John Hall and David Hetherington explain how EC legislation has strengthened the rights of college workers, particularly those of women.

In 1974, Lord Denning, Master of the Rolls, made a prophesy of Delphic significance. Commenting on the impact of European law on UK domestic legislation - still a novel idea for most people in the 1970s - he likened the Treaty of Rome to ". . . an incoming tide. It flows into the estuaries and up the rivers. It cannot be held back".

Perhaps Denning's roots in rural Hampshire and his love for the gently flowing River Test triggered the idea and gave him the detachment to look into the future with such perception. Anyway,the prophesy has now been fulfilled. Twenty years on, the gentle waves that washed the beaches of labour law in 1974 have become the mighty breakers which pound remorselessly the coastline of UK domestic law, changing its configuration in ways which few people could have anticipated.

The effects of European law are now being felt by colleges, which are having to cope with the new law and regulations flowing from the 1992 reforms. Over the past 12 months the advancing European tide has made five major incursions into college management of staff.

Part-time workers An important UK labour breakwater to collapse under pressure from Brussels was the law regulating the rights of part-time workers. In the case of R v Secretary of State for Employment, ex parte Equal Opportunities Commission, the House of Lords made the momentous decision that UK legislation excluding many part-timers from the rights to statutory redundancy payments and to complain of unfair dismissal is incompatible with European Community law.

Under UK statute law, an employee does not have such rights unless he or she has clocked up the requisite period of qualifying service. This was either two years' continuous employment if the employee worked for at least 16 hours a week, or five years' continuous employment if the employee worked between eight and 16 hours a week. Part-timers who worked for less than eight hours a week were largely unprotected by UK law - they never qualified for these rights.

Since most full-time workers are male and most part-time workers are female, the House of Lords found that the threshold of 16 "qualifying hours" indirectly discriminated against women. Consequently, their Lordships granted declarations to the effect that such thresholds breached European Community law in several important respects, which illustrates the broad sweep of European law.

First, the Lords held that UK law in relation to part-timers was incompatible with Article 119 of the Treaty of Rome. This requires member states to ensure that men and women receive equal pay for equal work. Next, they ruled that the UK fell foul of the Equal Pay Directive, which requires member states to introduce legislation implementing the right to equal pay for equal work. Finally, as if to underscore the Government's discomfiture, the House of Lords decided that the UK treatment of part-time workers contravened the Equal Treatment Directive, which requires member states to ensure that men and women are treated equally with respect to their working conditions, including the conditions governing dismissal.
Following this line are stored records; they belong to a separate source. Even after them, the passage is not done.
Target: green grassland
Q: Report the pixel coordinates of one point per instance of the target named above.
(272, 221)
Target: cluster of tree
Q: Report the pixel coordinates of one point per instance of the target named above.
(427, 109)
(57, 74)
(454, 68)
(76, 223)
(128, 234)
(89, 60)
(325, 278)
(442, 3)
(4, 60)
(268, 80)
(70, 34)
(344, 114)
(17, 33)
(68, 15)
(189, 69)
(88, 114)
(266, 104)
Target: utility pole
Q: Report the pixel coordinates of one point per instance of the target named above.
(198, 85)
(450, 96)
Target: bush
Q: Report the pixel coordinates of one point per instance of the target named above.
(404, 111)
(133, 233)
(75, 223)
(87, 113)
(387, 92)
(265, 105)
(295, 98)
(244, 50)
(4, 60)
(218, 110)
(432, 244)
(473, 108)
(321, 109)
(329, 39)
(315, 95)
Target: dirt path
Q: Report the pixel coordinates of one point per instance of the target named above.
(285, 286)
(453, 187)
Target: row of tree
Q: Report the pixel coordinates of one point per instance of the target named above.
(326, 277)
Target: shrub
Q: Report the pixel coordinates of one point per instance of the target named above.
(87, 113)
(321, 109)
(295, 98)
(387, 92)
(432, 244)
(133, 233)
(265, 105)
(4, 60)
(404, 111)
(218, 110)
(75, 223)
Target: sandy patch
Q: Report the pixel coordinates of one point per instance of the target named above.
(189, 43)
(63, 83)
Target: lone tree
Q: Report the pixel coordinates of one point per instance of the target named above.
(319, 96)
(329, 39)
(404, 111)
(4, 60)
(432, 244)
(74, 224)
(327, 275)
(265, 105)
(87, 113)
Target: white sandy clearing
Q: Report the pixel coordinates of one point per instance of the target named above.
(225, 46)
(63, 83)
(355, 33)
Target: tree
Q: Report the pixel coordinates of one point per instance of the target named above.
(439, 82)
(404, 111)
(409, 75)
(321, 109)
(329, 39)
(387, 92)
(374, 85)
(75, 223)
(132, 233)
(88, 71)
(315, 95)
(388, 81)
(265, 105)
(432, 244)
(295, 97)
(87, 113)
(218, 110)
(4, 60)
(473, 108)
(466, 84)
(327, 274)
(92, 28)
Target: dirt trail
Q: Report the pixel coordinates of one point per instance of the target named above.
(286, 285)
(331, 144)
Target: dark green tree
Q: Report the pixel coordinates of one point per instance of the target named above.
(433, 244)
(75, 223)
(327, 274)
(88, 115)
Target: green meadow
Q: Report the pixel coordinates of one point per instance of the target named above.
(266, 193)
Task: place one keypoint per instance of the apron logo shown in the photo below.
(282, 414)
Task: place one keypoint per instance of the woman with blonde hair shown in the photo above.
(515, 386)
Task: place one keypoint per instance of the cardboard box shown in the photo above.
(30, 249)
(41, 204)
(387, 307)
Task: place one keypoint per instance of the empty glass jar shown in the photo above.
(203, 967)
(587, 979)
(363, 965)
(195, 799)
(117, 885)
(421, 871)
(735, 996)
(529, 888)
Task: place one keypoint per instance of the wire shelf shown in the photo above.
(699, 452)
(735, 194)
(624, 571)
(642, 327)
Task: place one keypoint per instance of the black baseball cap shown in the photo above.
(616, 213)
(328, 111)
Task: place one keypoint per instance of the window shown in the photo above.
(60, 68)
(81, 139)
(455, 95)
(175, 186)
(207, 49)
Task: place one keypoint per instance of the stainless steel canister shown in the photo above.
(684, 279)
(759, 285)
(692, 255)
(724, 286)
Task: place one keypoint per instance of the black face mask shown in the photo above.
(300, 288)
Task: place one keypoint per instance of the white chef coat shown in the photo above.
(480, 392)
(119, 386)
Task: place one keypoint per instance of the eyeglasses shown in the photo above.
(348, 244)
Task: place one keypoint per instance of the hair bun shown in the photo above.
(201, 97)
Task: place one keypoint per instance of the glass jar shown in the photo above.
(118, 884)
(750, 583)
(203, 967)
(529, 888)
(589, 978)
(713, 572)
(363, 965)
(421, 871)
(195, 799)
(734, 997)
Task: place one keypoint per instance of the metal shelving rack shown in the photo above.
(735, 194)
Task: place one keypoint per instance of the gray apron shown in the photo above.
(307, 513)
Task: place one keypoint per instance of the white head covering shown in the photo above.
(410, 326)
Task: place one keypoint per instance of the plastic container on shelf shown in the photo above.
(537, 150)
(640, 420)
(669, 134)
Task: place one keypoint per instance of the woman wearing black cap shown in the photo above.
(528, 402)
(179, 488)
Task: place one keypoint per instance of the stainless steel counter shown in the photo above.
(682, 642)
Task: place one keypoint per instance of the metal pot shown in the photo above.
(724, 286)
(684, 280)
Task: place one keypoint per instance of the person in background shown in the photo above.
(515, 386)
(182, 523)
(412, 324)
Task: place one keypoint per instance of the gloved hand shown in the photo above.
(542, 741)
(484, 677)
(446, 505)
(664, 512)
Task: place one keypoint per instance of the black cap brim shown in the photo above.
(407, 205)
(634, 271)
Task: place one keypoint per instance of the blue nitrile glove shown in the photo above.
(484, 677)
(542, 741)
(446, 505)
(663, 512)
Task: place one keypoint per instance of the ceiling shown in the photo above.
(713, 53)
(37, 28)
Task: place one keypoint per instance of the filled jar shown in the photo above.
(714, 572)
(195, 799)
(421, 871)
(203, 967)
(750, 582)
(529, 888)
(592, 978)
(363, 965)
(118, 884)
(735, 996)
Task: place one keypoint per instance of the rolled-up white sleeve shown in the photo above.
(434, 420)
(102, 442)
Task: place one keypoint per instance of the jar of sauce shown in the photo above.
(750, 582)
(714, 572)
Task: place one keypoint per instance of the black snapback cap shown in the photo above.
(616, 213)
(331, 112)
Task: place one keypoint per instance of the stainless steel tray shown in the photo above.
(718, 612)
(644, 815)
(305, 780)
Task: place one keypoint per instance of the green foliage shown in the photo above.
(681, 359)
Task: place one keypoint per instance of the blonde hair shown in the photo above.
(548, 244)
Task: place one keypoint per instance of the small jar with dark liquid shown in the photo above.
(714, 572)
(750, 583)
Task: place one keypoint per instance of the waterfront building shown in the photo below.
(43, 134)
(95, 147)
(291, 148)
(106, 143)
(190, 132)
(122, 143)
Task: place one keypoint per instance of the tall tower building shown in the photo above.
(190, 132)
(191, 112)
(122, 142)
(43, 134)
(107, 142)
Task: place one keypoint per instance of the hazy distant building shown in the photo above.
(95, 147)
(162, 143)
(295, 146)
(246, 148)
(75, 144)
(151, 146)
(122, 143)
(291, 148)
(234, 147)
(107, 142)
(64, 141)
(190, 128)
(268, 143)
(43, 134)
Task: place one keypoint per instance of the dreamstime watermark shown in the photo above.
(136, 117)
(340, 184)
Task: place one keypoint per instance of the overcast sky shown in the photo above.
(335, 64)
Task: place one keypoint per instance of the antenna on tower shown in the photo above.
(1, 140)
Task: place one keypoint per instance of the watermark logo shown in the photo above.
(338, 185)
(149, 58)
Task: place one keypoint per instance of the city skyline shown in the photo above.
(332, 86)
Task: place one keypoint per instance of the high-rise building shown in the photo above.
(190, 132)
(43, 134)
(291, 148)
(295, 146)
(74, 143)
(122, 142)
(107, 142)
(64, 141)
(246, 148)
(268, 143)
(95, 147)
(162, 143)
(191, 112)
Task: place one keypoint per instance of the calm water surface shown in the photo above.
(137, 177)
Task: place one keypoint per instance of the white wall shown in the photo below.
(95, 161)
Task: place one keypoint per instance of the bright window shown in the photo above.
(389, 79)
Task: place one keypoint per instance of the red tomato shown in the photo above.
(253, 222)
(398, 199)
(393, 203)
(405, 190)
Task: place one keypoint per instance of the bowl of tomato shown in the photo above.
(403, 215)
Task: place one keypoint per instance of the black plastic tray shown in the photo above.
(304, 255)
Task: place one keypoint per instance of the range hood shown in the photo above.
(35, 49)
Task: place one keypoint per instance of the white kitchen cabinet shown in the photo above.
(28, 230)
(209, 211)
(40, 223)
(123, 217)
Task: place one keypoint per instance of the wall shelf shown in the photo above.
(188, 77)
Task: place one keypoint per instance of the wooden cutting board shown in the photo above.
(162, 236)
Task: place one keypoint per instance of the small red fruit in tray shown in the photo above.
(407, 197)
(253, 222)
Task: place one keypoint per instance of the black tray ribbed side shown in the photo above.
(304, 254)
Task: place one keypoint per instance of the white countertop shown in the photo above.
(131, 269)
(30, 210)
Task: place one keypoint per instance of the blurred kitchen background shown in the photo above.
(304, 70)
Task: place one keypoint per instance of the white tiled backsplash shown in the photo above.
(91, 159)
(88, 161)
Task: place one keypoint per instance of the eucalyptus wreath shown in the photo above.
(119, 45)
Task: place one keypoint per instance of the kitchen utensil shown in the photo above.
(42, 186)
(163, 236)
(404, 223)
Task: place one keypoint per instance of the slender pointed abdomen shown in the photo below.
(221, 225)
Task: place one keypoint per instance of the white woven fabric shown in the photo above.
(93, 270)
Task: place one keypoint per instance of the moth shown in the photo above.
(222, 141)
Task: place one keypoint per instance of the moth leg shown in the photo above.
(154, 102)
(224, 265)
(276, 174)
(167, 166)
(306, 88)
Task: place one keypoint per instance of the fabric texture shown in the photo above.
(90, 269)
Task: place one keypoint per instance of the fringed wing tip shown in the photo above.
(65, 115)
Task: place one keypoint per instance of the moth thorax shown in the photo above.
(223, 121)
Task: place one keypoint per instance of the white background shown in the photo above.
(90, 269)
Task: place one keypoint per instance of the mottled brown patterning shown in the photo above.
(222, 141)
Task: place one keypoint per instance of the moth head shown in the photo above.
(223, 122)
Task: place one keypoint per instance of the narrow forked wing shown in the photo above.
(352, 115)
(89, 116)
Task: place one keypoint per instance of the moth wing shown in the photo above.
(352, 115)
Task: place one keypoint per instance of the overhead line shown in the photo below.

As a result of the House of Lords' decision, the Government will have to remove the different "qualifying hours" thresholds applicable to part-time workers, so that all employees who have been continuously employed for two years will be entitled, regardless of the number of hours they work, to receive statutory redundancy payments and to complain of unfair dismissal. Although the amending legislation has not yet been enacted, employees in the education sector have already sought to exercise the rights established by the EOC decision. This is particularly the case in further education colleges, where many part-time lecturers are employed on fixed-term contracts terminating at the end of an academic year. The industrial tribunals have been deluged by proceedings brought by part-time lecturers whose expired fixed-term contracts have not been renewed. In other words, they have not been offered any work, or have only been offered work for fewer hours a week, for the following academic year.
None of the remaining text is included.